Bordures lagunaires et habitations à Adjahui submergés par les déchets qui représentent une bombe pour les communautés presque sans solutions face à cette pollution. Image de Gaël Zozozo pour Mongabay.

Bordures lagunaires et habitations à Adjahui submergés par les déchets qui représentent une bombe pour les communautés presque sans solutions face à cette pollution. Image de Gaël Zozozo pour Mongabay.

  • Adjahui est confronté à une grave pollution de sa lagune, avec des bords envahis par des déchets divers et une gestion des déchets largement insuffisante.
  • La pollution a un impact direct sur la vie des habitants, notamment les pêcheurs dont les rendements ont chuté.
  • Malgré des séances de nettoyage communautaire régulières et l'utilisation limitée de ressources locales, les habitants d’Adjahui lancent un appel urgent pour obtenir des équipements de gestion des déchets et améliorer leurs conditions de vie.

Adjahui est un village situé à Abidjan, dans la commune de Port-Bouet, en bordure de la lagune Ebrié.

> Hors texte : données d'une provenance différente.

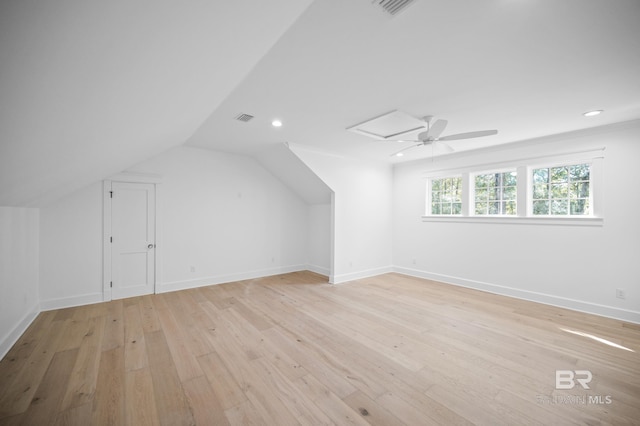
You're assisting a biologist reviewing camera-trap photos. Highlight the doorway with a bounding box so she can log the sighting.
[104,181,156,300]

Autrefois convoitée pour ses bords lagunaires où il faisait bon vivre, cette contrée est aujourd’hui confrontée à une crise environnementale sans précédent qui impacte fortement les populations locales. Une incursion sur cette petite île, le samedi 7 septembre 2024, a permis de mettre en lumière des graves problèmes d’insalubrité et les efforts des habitants pour améliorer leur situation, malgré un manque crucial de ressources.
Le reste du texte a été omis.